Dalam sidang praperadilan mantan Menteri Pendidikan, Kebudayaan, Riset, dan Teknologi, Nadiem Makarim, di Pengadilan Negeri Jakarta Selatan, Suparji menjelaskan bahwa SPDP harus diterbitkan paling lambat tujuh hari setelah surat perintah penyidikan (sprindik) dikeluarkan. Namun, pengirimannya kepada pihak-pihak terkait disesuaikan dengan tahapan penyidikan.

Baca juga:

“SPDP memang harus diserahkan paling lambat tujuh hari setelah dimulainya penyidikan.

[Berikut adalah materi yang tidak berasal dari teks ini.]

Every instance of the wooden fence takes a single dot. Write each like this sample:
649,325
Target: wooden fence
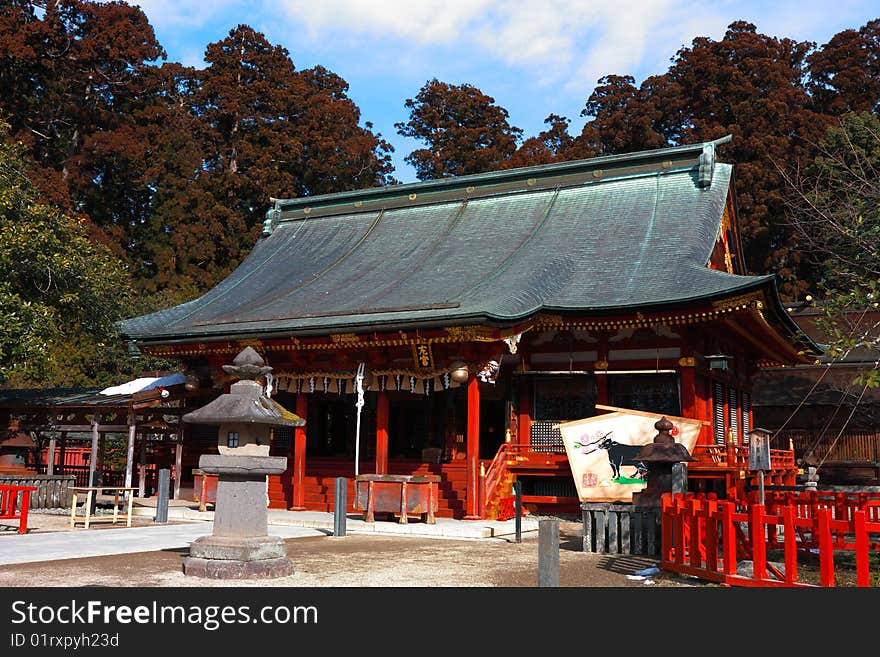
708,538
851,446
620,529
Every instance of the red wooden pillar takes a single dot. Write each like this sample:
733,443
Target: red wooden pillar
473,450
689,393
602,388
525,412
299,456
382,433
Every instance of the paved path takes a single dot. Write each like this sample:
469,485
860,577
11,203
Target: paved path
51,546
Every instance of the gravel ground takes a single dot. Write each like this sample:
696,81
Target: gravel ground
355,560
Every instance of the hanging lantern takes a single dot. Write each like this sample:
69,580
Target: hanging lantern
459,372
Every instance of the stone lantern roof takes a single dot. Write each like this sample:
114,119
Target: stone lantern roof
245,402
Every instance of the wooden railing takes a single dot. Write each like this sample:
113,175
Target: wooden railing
13,509
853,446
705,537
732,455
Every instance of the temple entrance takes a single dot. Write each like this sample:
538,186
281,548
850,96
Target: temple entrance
331,426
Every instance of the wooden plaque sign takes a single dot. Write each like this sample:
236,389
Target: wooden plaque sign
759,451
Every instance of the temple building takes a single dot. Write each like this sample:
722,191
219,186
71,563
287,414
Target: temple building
480,312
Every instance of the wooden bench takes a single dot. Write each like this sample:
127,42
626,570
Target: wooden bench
9,507
91,492
401,494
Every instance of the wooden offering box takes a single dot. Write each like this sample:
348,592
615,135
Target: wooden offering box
401,494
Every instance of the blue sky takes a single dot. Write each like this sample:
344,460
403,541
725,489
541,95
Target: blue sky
534,58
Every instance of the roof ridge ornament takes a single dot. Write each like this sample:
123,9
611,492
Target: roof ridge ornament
248,365
707,161
707,165
272,216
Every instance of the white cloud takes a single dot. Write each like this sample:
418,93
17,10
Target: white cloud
184,13
561,41
425,22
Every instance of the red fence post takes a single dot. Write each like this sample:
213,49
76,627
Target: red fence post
861,534
790,538
712,535
667,520
25,505
822,526
694,538
728,537
759,545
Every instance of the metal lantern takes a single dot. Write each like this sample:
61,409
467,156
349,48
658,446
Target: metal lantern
459,372
718,361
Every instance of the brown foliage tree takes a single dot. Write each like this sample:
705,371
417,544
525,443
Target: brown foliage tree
845,72
748,85
465,131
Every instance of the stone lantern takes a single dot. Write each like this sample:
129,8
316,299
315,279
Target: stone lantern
240,546
659,456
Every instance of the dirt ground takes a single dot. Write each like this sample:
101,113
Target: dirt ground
355,560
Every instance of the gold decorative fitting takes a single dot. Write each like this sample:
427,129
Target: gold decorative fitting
470,334
737,303
344,338
255,344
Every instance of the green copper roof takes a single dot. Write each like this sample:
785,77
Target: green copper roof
603,235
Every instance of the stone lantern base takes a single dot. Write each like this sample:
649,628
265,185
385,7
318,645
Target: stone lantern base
240,547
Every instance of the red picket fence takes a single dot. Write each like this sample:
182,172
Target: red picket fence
11,508
706,537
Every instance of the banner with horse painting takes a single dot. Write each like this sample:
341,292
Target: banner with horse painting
602,450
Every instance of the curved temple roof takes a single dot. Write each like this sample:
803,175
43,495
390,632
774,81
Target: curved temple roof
608,234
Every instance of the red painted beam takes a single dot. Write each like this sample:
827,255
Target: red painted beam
382,433
473,450
299,456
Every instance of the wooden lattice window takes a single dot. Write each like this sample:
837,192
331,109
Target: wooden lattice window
718,411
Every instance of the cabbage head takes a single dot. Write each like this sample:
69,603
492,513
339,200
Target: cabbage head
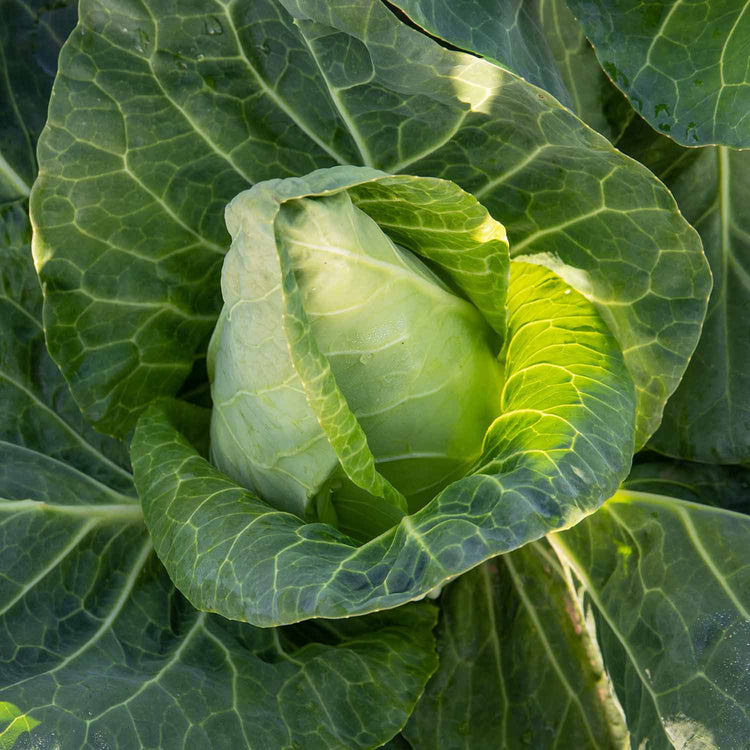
405,378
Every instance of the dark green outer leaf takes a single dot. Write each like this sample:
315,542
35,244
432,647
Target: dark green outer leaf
36,408
555,454
682,65
31,34
669,582
130,233
506,33
721,486
98,649
596,100
514,670
708,417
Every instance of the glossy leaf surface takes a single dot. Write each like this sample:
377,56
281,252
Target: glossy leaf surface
251,93
98,648
594,98
708,418
508,34
516,668
556,452
31,33
669,582
682,65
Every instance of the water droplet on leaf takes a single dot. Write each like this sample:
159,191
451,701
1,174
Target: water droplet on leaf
213,26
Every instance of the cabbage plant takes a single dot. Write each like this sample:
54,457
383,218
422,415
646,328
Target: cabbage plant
374,374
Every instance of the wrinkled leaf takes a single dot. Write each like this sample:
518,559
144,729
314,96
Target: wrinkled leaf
682,65
594,99
669,582
557,451
130,226
516,668
31,33
722,486
708,417
264,313
99,649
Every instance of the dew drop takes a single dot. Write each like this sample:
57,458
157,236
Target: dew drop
213,26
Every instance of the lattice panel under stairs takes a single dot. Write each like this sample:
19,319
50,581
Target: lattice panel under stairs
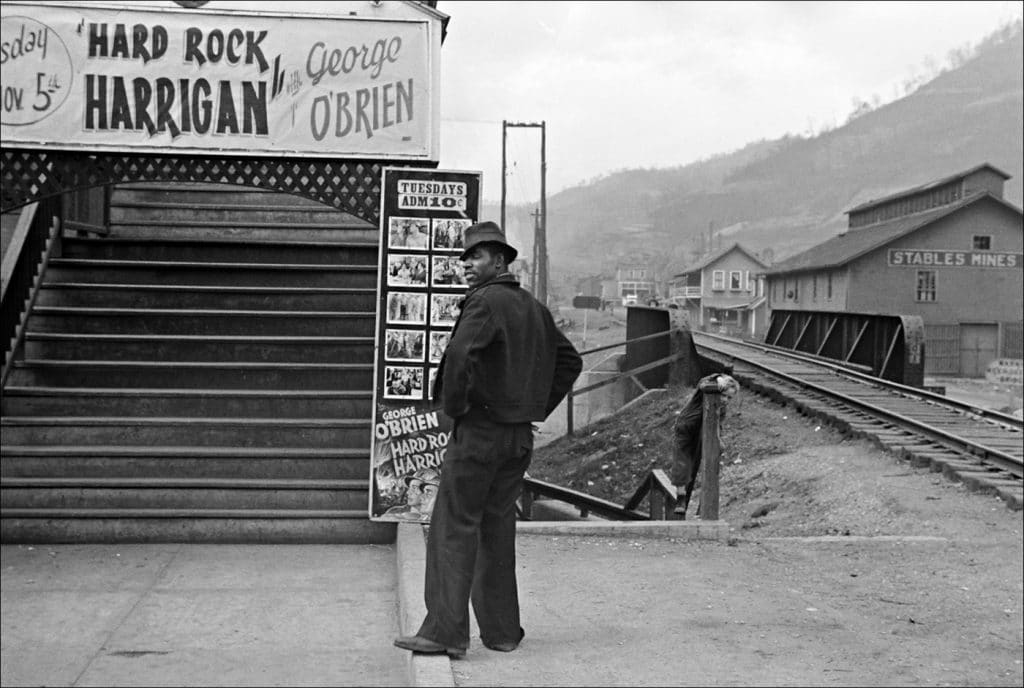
350,185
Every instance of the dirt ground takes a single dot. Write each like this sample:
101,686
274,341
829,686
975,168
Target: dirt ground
926,575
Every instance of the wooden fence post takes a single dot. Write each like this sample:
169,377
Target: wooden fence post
710,452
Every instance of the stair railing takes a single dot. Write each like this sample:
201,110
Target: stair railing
36,238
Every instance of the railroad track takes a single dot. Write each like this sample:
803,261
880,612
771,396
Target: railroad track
983,448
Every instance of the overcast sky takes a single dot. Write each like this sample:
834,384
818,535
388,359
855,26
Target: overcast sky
659,84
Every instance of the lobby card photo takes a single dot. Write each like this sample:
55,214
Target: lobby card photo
448,271
407,307
402,382
438,340
444,308
431,379
409,232
403,345
449,234
407,270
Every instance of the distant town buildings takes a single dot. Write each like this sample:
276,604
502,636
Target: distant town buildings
723,292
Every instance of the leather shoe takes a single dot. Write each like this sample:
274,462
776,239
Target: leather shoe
426,646
506,646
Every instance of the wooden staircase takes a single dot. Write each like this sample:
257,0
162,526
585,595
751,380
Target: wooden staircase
202,374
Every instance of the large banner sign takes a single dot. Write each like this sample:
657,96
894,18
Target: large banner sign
153,79
424,216
934,258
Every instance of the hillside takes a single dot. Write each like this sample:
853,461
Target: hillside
790,194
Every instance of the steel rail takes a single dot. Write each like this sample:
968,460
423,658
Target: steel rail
1007,462
845,370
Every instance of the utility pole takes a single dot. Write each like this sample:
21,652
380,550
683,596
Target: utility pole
541,227
537,229
504,139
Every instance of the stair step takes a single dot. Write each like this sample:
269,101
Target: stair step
85,319
221,251
212,431
204,194
48,373
198,347
194,525
287,229
192,296
164,402
175,462
211,273
127,212
183,493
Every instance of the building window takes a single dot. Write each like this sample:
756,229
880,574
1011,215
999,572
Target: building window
926,286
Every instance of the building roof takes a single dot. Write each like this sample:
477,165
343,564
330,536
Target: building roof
853,244
924,187
714,257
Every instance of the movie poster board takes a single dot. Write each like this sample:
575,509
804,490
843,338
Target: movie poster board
424,215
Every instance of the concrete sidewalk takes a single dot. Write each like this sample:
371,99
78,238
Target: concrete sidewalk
603,604
609,607
199,615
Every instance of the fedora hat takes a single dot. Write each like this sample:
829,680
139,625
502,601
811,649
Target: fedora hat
486,232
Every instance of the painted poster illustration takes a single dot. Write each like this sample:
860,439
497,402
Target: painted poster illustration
424,216
153,77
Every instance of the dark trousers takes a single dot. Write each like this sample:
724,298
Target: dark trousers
471,541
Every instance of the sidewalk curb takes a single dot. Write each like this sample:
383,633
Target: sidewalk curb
717,530
423,670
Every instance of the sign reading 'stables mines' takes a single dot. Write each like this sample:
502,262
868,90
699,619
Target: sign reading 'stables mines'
424,216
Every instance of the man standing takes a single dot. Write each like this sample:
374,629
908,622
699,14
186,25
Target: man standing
506,367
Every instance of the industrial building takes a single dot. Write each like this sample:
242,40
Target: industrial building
949,252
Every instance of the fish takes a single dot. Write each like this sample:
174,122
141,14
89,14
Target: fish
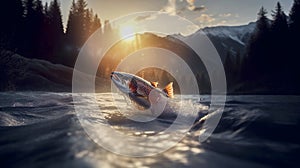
143,94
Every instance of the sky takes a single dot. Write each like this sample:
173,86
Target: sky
203,13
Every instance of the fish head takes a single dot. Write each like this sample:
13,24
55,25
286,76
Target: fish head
143,93
122,81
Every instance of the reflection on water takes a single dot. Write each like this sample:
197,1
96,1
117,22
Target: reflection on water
42,130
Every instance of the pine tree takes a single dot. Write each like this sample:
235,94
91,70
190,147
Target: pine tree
294,69
295,19
279,38
11,15
258,50
34,19
55,31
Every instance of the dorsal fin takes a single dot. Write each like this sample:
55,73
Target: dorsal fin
154,84
169,90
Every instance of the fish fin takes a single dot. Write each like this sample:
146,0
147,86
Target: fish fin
169,90
154,84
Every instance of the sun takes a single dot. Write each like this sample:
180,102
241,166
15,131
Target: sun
127,32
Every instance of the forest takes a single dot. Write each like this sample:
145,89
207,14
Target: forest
271,59
36,30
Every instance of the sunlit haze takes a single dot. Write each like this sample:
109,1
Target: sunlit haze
202,12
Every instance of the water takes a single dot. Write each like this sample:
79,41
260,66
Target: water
39,129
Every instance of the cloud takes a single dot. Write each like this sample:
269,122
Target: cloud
170,7
225,15
205,18
145,17
179,6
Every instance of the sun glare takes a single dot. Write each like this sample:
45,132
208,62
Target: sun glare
127,32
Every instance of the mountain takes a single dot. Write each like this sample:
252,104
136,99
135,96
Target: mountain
224,38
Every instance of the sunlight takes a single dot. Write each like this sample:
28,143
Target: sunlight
127,32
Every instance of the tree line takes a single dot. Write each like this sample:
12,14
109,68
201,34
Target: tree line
35,30
272,52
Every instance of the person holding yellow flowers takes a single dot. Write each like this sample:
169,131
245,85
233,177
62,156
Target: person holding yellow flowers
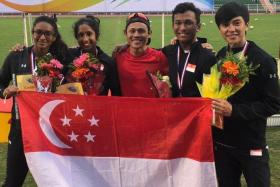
245,81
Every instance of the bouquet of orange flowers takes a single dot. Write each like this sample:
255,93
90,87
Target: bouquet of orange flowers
89,71
48,74
161,84
226,78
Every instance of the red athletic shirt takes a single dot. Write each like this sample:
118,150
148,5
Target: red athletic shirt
132,72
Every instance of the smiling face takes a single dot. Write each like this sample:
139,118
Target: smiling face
86,38
137,35
185,28
234,32
43,36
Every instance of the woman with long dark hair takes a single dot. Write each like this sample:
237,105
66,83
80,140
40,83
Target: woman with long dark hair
46,40
104,75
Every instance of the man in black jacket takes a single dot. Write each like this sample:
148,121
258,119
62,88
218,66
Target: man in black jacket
188,60
240,148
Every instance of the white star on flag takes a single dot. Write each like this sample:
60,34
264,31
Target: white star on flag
93,121
89,137
65,120
78,111
73,137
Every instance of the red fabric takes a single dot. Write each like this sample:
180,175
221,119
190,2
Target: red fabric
127,127
6,107
132,72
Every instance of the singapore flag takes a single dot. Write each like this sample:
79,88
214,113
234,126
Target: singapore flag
88,141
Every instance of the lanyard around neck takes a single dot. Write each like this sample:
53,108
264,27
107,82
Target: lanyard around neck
180,80
33,64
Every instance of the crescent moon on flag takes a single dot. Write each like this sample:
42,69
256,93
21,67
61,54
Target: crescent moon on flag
52,6
45,124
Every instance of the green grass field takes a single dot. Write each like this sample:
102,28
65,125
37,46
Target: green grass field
273,139
266,32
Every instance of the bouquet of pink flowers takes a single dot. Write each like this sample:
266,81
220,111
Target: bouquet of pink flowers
89,71
48,74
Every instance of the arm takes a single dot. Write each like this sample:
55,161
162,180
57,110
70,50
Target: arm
268,105
113,79
7,91
269,92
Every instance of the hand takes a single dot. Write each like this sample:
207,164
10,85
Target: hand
17,48
10,91
173,41
207,46
118,49
222,107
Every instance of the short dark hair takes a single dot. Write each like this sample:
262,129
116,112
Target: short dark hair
184,7
89,20
229,11
58,48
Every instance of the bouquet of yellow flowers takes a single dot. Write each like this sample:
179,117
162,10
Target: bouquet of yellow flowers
161,84
89,71
226,77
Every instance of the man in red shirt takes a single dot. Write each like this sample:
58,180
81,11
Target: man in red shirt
138,58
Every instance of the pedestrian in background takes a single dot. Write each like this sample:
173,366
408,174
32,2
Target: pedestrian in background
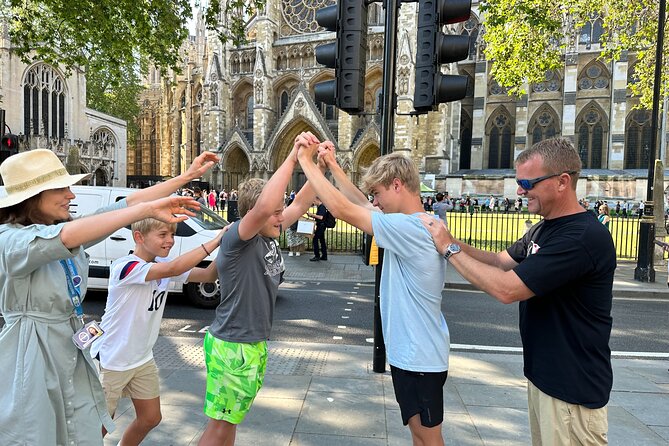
603,216
213,200
295,240
561,271
441,206
52,394
320,246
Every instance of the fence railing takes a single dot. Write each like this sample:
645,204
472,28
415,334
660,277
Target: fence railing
492,231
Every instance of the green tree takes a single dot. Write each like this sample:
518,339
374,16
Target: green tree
526,38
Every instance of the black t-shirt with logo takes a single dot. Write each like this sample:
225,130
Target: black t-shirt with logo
568,263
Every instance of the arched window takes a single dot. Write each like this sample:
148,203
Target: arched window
249,113
592,31
44,102
591,136
376,15
551,83
500,137
214,95
465,141
637,139
544,125
104,142
593,77
495,89
284,102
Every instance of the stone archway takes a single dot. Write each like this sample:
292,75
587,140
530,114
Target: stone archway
100,178
364,158
235,168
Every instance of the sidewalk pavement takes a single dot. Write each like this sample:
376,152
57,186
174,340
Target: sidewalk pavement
326,395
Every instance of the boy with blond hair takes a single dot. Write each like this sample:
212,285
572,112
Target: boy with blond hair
414,329
138,286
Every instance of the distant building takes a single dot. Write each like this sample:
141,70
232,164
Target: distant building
249,103
48,110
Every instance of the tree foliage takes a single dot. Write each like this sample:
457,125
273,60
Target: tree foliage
526,38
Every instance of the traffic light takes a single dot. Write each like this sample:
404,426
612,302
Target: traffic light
9,145
435,48
347,55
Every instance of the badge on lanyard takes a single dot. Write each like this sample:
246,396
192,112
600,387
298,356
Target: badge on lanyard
86,335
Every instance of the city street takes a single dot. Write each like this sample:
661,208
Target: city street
341,313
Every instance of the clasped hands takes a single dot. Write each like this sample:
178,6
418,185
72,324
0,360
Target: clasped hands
307,146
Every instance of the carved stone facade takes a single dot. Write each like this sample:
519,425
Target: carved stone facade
249,103
47,109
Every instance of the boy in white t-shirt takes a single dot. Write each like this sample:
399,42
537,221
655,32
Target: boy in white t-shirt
138,286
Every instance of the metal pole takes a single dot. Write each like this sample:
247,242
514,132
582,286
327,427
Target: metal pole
387,138
644,271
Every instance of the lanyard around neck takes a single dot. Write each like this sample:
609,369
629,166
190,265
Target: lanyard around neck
73,287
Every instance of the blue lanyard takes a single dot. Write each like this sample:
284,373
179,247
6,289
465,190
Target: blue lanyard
73,284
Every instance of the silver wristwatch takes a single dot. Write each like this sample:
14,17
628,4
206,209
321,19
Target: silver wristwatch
452,249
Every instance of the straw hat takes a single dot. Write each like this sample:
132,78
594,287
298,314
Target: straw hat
28,173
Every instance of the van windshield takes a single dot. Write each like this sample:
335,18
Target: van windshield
209,219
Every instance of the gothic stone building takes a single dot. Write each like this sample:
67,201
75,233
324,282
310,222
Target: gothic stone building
46,107
248,103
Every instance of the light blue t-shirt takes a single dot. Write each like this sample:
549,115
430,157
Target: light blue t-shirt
414,329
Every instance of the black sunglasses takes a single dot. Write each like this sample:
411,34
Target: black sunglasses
529,184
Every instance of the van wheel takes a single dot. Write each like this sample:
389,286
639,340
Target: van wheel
203,295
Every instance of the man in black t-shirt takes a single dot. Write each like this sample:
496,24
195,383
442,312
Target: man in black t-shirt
561,272
320,247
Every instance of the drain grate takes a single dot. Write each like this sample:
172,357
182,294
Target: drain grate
282,361
179,356
296,361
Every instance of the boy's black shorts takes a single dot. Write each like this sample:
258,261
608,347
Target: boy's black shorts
420,393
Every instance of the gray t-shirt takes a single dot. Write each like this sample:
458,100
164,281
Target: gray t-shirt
249,272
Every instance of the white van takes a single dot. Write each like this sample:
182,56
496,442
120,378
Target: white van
190,234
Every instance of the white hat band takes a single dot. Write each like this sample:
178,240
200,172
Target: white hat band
37,181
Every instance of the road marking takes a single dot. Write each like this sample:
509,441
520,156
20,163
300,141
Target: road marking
186,329
497,348
642,299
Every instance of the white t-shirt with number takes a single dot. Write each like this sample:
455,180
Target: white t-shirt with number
134,309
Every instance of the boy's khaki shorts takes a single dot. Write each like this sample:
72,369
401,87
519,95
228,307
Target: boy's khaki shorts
140,383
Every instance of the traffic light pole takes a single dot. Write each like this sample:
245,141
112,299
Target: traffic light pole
644,271
387,139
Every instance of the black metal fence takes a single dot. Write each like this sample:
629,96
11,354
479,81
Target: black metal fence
492,231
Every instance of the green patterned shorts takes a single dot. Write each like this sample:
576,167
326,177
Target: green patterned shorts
235,373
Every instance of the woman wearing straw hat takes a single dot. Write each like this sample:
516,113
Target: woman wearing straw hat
54,396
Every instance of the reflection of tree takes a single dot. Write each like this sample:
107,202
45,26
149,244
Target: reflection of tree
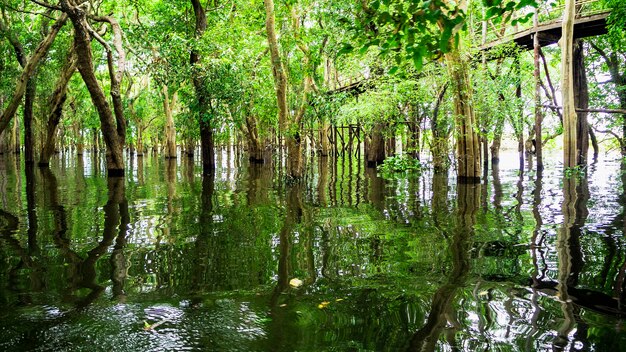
293,217
82,272
203,241
441,310
565,261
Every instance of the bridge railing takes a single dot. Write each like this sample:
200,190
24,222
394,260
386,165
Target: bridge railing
548,12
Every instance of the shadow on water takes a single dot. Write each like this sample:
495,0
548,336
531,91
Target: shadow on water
442,313
345,260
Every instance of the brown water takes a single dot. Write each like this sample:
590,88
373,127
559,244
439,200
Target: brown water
168,260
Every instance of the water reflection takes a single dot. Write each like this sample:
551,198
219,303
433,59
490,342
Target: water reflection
526,261
441,313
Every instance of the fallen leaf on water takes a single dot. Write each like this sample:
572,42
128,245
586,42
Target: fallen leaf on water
295,282
323,305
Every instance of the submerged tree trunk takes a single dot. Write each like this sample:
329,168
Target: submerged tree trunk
113,127
170,129
467,141
290,127
375,150
570,153
28,72
29,140
55,106
538,107
581,101
497,140
439,144
207,147
255,147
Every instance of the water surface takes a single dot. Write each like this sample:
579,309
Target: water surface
168,260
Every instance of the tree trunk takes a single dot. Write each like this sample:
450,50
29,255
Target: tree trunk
170,129
255,147
439,146
375,151
570,153
29,70
538,107
207,147
497,140
29,100
581,101
324,142
290,128
55,106
468,152
15,137
112,131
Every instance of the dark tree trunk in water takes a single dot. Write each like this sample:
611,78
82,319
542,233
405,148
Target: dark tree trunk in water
444,299
207,147
29,70
439,145
375,147
581,100
497,141
29,100
170,129
112,131
55,106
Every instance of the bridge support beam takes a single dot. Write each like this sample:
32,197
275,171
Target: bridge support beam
570,153
581,100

Pemberian dilakukan kepada penuntut umum, KPK, serta terlapor atau tersangka,” ujar Suparji di hadapan hakim tunggal PN Jakarta Selatan, I Ketut Darpawan, Rabu, 8 Oktober 2025.

Ketika penyidik baru menaikkan status perkara dari penyelidikan ke penyidikan dan tersangka belum ditetapkan, pengiriman SPDP hanya kepada KPK dan penuntut umum sudah sah secara hukum. Menurutnya, langkah ini merupakan prosedur yang tepat, karena pada tahap tersebut tersangka belum ada dan masih dalam proses pencarian.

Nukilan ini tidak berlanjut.